Paper ID:1660
Title:Distributed Variational Inference in Sparse Gaussian Process Regression and Latent Variable Models
Current Reviews

Submitted by Assigned_Reviewer_1

Q1: Comments to author(s). First provide a summary of the paper, and then address the following criteria: Quality, clarity, originality and significance. (For detailed reviewing guidelines, see http://nips.cc/PaperInformation/ReviewerInstructions)
The authors have come up with a novel way to distribute the optimisation of variational Bayesian sparse GPs (for regression and LVMs). By reformulating Titsias' (2009) variational lower bound, such that the training data become independent given the inducing points, training can be parallelised across nodes on a cluster or network, via a Map-Reduce implementation.

There is of course a bit of overhead, because of the optimisation of global parameters, which is negligible considering the overall speed-up and scaling, and the authors demonstrate that with a simple experiment.

It is nice that the reformulation of the variational lower bound unifies both cases (regression becomes a special case of the LVM when the inputs are fixed).

The paper convincingly demonstrates the benefits of the scheme in terms of balanced computational loads across nodes, and scaling up to millions of training datapoints (a number which they claim have never been attempted in the GP literature).
I do not necessarily see a big improvement in terms of prediction accuracy, but this is because it is not clear what the units of the RMSE are.
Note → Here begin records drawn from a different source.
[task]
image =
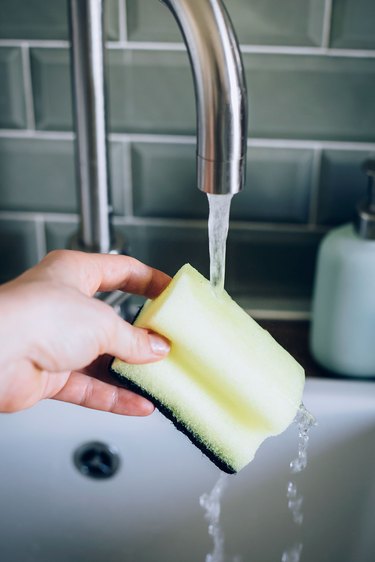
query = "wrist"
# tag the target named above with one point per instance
(15, 327)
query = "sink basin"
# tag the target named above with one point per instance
(148, 511)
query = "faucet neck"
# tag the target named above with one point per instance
(220, 91)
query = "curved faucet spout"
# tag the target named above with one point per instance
(220, 91)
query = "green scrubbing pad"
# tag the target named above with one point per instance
(226, 382)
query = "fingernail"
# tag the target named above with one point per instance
(159, 345)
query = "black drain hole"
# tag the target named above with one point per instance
(97, 460)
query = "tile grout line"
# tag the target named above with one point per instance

I suspect they are 'minutes of flight delay', in which case I can appreciate that a marginal improvement of a few minutes does matter to airlines.
Lastly, the authors focus of scalable GPLVMs, by showing significant improvement in the classification accuracy of MNIST data (3%).

Quality and clarity are good. I believe the work is significant to the GP and data mining community.

Other comments:

line 78: 'the optimal form'. Be more precise.
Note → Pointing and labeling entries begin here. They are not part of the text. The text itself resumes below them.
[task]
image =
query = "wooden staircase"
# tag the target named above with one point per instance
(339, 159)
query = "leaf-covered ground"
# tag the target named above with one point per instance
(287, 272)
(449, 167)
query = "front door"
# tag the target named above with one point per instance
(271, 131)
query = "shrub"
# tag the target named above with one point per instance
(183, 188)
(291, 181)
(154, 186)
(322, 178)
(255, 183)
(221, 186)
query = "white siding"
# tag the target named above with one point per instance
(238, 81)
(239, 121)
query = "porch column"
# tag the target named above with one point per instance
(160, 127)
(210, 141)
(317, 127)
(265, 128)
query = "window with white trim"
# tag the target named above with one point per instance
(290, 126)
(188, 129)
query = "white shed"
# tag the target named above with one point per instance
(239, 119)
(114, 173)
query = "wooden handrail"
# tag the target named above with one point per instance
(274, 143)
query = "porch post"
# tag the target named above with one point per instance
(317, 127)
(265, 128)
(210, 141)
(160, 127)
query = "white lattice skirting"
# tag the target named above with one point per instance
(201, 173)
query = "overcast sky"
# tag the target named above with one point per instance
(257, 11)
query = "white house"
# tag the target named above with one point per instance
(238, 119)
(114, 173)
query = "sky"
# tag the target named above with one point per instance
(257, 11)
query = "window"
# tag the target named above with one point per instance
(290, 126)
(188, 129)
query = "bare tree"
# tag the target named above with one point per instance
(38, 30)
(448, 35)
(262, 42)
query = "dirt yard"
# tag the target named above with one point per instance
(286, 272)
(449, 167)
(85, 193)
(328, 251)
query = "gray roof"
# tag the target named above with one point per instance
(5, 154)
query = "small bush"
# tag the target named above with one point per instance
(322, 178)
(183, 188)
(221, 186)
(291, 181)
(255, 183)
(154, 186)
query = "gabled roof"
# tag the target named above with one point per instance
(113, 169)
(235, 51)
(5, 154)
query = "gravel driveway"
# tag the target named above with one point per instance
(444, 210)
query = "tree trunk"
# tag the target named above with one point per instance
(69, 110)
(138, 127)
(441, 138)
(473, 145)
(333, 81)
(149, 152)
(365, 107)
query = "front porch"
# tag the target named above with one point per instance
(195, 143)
eq.(3.1): Missing an integral symbol.

Tables 1,2: How many inducing points are you using in Dist GP? Also, see my comment on units of the RMSE. (If it is 'min of delay' then Disp GP predicts more accurately by 2-3 minutes.)
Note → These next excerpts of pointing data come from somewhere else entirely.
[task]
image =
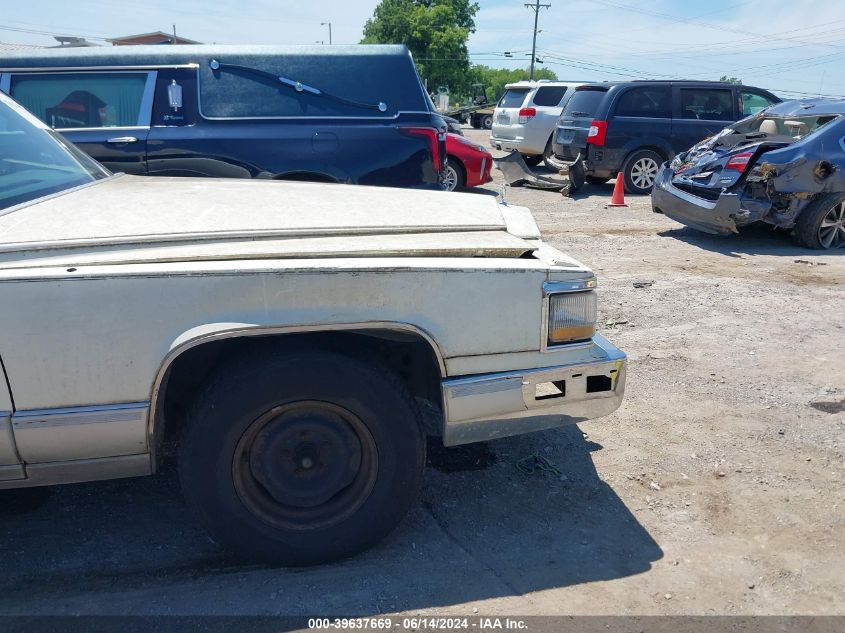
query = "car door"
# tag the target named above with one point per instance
(10, 464)
(104, 113)
(700, 113)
Figure 5: Add a more detailed caption. What are the left and right panels showing?

line 395: By 'smaller model' I take it you also mean one using a smaller dataset.

line 393: One possible cause for the unexpected result: SCG optimises the GP marginal likelihood (or var. bound) which is shaped by amount of data. The more the data, the sharper the modes are. Using less data, amounts to an annealing-like behaviour of the likelihood surface, thereby giving you better chances of approaching a good mode.
Q2: Please summarize your review in 1-2 sentences
This work exploits the conditional independence of data given inducing points in Bayesian variational sparse GPs. Parallelization is then readily feasible by map-reduce. I see this work as a serious step towards large-scale deployment of Bayesian non-parametric models.

Submitted by Assigned_Reviewer_2

Q1: Comments to author(s). First provide a summary of the paper, and then address the following criteria: Quality, clarity, originality and significance. (For detailed reviewing guidelines, see http://nips.cc/PaperInformation/ReviewerInstructions)
This paper builds on previous work on sparse Gaussian processes and latent variable models [1,2] to define an efficient distributed GP algorithm that allows for fast training and inference on large datasets. This is possible due to the way that these models ([1,2]) are constructed, that is, encapsulating an inducing point representation that decouples the data.

This paper is well written, easy to follow, technically sound and addresses a very important problem in the field.

The required factorisations that allow for distributed inference follow almost directly from [2] and [3]; the work in [2] defines the so called Psi statistics that are shown to factorise with respect to the data points and correspond to the quantities denoted by B,C,D in the submitted paper. The work in [3] additionally uses the factorisation in the term y_i * y_i^T, which directly corresponds to the quantity denoted by A in the submitted paper.

However, although the above described previous work [2,3] somehow reduces the originality of the submitted paper, to the best of my knowledge this is the first published work that explicitly puts these pieces together in order to define a parallelisable expression for the objective function. Additionally, the authors embed this expression into a distributed algorithm and analyse its properties. Finally, the experimental evaluation shows that the distributed algorithm is efficient and able to successfully cope with very large datasets.

References
[1] Titsias 2009,"Variational Learning of Inducing Variables in Sparse Gaussian Processes"
[2] Titsias et al. 2010, "Bayesian Gaussian Process Latent Variable Model"
[3] Hensman et al. 2013, "Gaussian Processes for Big Data"
Q2: Please summarize your review in 1-2 sentences
The theoretical contribution of this paper is quite small given previous work [1,2,3], but the resulting implementation constitutes the first distributed GP algorithm, which gives nice results in real big data.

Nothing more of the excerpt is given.